The Swedish car manufacturer posted an operating result of SEK-989 million (US$-111 million) over the first six months of 2020, as revenue fell by 14.1% to SEK111.8 billion (US$12.6 billion), due to the impact from the coronavirus pandemic and its effect on the global economy. However, the company said it expects business to recover in the second half of the year as car markets normalise. 

While sales fell in absolute numbers during the first half of the year, Volvo Cars took market share in China, the U.S. and Europe, where Germany was among the strongest-performing markets. It also saw a strong increase of 79.8% in demand for its chargeable plug-in hybrid models sold under the Volvo Recharge brand, while it experienced strong growth in consumer interest in its online sales channels as well.

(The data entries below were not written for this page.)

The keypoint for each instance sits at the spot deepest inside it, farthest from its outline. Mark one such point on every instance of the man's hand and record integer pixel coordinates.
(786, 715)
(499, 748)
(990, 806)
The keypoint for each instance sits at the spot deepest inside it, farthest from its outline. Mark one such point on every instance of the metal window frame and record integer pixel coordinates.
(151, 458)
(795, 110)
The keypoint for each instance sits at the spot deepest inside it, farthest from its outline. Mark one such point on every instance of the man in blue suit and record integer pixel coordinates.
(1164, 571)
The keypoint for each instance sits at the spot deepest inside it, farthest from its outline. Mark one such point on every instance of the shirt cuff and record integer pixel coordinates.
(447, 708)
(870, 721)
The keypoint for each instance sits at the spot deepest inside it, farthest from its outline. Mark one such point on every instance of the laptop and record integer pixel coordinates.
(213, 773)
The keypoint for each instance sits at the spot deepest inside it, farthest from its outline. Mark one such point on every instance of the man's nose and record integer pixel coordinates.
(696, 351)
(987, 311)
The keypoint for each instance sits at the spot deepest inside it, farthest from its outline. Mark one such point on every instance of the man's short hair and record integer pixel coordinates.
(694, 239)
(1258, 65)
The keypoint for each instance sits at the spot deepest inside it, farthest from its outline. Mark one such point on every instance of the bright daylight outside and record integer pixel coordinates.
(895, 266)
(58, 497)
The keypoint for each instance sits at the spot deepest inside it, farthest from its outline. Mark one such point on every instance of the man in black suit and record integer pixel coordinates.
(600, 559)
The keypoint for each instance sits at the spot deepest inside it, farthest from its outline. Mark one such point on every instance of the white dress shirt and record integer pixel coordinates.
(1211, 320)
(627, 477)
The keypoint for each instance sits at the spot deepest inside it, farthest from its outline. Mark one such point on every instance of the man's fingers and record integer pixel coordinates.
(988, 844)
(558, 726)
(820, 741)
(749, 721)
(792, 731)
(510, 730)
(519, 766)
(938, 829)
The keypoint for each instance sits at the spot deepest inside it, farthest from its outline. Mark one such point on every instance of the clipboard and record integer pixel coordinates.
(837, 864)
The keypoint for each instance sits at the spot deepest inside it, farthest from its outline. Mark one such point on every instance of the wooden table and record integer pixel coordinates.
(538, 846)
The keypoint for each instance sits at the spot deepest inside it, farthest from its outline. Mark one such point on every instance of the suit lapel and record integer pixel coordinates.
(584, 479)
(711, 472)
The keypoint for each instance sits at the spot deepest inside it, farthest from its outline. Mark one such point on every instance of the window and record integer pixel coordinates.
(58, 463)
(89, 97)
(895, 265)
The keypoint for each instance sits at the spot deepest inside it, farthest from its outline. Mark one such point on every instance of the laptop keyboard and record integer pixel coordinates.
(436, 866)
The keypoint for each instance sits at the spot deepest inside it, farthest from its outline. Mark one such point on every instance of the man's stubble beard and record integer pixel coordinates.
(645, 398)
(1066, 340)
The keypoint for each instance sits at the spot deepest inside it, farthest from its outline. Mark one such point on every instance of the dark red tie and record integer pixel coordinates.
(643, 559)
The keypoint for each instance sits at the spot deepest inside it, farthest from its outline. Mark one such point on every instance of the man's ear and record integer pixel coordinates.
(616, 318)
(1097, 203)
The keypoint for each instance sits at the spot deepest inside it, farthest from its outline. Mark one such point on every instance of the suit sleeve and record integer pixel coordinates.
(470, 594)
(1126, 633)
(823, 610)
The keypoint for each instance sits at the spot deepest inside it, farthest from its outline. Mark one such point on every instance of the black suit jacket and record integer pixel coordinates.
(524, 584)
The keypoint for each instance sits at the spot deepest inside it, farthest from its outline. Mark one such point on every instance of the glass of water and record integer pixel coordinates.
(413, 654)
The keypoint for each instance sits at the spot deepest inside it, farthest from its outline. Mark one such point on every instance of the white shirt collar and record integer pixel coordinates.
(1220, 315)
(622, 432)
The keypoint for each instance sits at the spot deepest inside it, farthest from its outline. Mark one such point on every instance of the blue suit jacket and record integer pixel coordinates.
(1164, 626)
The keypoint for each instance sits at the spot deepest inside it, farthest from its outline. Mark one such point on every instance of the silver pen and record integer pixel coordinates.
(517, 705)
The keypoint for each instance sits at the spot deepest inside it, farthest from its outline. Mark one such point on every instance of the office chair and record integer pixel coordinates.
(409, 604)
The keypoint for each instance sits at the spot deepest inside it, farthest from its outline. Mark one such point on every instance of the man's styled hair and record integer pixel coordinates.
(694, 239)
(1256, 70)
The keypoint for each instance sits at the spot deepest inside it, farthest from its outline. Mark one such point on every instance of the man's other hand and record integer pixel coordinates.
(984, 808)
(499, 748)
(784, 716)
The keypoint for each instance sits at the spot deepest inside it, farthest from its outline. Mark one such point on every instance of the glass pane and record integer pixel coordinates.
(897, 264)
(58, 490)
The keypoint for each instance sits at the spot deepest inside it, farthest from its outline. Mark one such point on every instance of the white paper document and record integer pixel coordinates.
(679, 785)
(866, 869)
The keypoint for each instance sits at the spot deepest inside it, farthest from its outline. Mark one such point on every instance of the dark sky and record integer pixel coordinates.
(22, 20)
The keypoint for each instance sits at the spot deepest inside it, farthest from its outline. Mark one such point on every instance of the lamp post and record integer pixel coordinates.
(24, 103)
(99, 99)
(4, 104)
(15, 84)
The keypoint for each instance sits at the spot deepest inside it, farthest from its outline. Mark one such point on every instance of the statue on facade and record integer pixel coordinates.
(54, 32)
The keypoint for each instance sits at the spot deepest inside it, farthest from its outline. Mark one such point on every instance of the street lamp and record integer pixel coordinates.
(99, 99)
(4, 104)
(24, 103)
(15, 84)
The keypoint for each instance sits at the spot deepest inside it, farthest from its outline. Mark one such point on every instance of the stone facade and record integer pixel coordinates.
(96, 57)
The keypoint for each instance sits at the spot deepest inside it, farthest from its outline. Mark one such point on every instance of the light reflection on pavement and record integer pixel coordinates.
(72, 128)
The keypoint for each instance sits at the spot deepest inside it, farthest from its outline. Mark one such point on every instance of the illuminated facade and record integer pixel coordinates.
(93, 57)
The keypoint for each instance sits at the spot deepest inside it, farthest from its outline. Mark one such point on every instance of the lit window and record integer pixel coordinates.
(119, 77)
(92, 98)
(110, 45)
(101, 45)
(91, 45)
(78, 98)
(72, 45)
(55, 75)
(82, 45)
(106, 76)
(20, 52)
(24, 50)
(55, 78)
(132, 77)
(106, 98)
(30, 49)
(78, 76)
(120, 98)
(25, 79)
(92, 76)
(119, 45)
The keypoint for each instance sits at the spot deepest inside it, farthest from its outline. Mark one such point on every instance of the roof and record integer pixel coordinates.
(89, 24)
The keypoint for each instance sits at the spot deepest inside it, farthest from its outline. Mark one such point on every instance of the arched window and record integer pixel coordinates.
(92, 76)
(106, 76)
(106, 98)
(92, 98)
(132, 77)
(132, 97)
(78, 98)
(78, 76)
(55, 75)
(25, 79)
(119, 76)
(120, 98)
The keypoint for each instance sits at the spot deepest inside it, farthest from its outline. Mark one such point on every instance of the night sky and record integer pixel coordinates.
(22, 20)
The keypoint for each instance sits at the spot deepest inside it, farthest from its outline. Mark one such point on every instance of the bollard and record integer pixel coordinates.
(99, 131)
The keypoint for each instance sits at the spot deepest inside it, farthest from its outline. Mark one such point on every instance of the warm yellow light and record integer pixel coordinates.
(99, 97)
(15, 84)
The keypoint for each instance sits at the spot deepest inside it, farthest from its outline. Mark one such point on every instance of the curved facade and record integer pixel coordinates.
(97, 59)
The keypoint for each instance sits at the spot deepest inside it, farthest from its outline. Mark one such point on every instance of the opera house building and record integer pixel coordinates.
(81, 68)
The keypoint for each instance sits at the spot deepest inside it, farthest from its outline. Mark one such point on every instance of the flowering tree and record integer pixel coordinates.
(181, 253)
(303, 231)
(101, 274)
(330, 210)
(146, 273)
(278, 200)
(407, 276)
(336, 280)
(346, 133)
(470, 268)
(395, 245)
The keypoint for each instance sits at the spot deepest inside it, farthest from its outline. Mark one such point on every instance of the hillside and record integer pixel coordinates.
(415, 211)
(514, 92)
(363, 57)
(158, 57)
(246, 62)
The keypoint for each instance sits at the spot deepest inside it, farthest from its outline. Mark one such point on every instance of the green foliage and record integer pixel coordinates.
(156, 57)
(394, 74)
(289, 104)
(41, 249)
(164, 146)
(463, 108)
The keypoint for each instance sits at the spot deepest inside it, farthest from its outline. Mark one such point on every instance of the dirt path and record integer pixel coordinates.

The company returned to sales growth in China in the second quarter and made up much of the ground lost in the first quarter, as it recorded a relatively small overall sales drop of 3% in the first half of the year.
The U.S. also returned to growth in June, although sales fell by 13.7% year-on-year in the first half, while sales in Europe were 29.5% lower during the six-month period. The overall passenger car market in China declined by 26% in the first half of the year, while the U.S. and Europe fell by 24% and 38.1% respectively during the same period.

“The downturn we saw in the first half is a temporary one,” said Håkan Samuelsson, Chief Executive of Volvo Cars. “We expect to see a strong recovery in the second half of the year, and our Recharge range of electrified cars puts us in a strong position to meet the emerging trends we are seeing.”
Volvo Cars’ global sales during the first six months of 2020 fell by 20.8% to 269,962 cars, as governments in many key markets implemented stay-at-home orders or other restrictions on movement, severely affecting economic activity and showroom traffic.

The company took proactive and quick action to mitigate the pandemic’s impact, with a focus on fixed cost and cash flow management which it says allowed it to protect its people and its business. The company also temporarily closed its manufacturing facilities and implemented work time reduction with the support of government programmes. It then made a soft restart, with various precautionary measures in place, in order to safely welcome back employees to work. All in all, the Torslanda plant in Sweden lost only 15 days of production during the period.

“This pandemic has strengthened our confidence that our strategic ambitions are the right ones and that an accelerated transformation of our business will lead to long-term growth,” said Samuelsson. “We will continue to focus on and invest in electrification, online sales and connectivity.”
Volvo Cars is the only car maker to offer a plug-in hybrid variant of every model in its portfolio. Later this year, it will start production of the XC40 P8 Recharge, the company’s first fully electric model and the first of several fully electric Volvos to be launched in the coming years.